We can see the sweat upon your skin.
Put up a hand and confess to your sin…”
They threatened his truth and his career…
His eyes met theirs and he sensed their fear…
“I’m not sure that I can feel the love…
Do you have any evidence of what you accuse me of?”
“We are not here to debate what you believe,
Whatever craziness that you conceive…
You once almost belonged to our fraternity,
And now you can rue this for all eternity…”
“I am not here to criticize or to preach…”
From somewhere within, the little boy found speech…
“Leaving aside the hubris and the pacts,
All I ask is that you look at the facts…”
He spoke of what he believed and of what he knew,
He laid before them what he held to be true…
Clearly he did not know his place,
For their silence enveloped the remaining space.

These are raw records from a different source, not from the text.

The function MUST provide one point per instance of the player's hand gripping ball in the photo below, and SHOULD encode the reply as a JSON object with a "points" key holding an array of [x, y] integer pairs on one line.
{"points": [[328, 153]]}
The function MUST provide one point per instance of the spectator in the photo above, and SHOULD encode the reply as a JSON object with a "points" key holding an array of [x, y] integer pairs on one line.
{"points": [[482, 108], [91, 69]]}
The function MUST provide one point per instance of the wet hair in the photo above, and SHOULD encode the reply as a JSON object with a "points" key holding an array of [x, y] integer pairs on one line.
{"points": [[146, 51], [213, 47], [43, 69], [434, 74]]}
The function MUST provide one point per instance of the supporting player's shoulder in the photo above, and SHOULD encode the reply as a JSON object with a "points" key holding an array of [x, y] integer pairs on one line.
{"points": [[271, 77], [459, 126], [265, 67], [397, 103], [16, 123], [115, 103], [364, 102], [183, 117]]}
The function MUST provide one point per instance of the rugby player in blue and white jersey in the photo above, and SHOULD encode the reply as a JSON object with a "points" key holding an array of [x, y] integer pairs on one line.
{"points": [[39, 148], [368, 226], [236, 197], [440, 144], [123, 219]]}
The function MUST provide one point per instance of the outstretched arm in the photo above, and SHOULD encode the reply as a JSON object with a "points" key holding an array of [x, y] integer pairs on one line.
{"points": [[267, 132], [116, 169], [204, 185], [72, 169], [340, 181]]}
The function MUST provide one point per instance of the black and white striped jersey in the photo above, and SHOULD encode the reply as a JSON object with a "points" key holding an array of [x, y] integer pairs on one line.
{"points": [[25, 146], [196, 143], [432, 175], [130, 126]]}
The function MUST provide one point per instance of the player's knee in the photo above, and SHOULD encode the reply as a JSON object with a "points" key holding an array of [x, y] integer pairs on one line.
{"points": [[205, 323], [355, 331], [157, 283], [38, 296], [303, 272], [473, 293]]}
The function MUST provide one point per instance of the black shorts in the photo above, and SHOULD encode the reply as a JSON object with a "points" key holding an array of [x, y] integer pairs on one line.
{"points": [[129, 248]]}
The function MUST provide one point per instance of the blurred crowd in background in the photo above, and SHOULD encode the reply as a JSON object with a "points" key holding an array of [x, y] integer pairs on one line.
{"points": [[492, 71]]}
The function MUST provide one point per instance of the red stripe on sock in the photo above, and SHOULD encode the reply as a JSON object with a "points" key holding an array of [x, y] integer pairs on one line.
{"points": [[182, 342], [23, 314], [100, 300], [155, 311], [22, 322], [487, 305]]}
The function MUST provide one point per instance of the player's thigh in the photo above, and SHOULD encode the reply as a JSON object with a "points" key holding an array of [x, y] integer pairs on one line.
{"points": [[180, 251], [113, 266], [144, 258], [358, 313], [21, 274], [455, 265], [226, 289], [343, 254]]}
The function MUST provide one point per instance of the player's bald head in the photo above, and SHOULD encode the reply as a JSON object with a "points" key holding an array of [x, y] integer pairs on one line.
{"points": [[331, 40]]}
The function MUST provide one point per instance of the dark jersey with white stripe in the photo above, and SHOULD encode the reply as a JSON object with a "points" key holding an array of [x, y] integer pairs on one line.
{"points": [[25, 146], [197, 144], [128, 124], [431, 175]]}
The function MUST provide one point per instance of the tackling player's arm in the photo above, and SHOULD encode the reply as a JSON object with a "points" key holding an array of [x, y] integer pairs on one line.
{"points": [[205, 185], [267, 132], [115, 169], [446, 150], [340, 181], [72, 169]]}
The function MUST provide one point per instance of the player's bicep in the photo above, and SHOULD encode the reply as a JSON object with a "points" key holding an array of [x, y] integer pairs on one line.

“A wasted career – so sad, so sad…
We’ve heard enough – we think you’re mad!”
There was no further time to build rapport,
When as one, they rushed for the door…
“We’ve looked at the many and looked at the few…
Hey little boy was the guilty one, you?
We can see the sweat upon your skin.
Put up a hand and confess to your sin…”
Truth, be it known, is so often packaged for the minds of those who have yet to take the risk to live, and then snuffed out before it has any chance to grow. Truth is forged in hell, tempered by pain and is no friend of any oppressor.
“We’ve looked at the many and looked at the few…
Hey little boy was the guilty one, you?”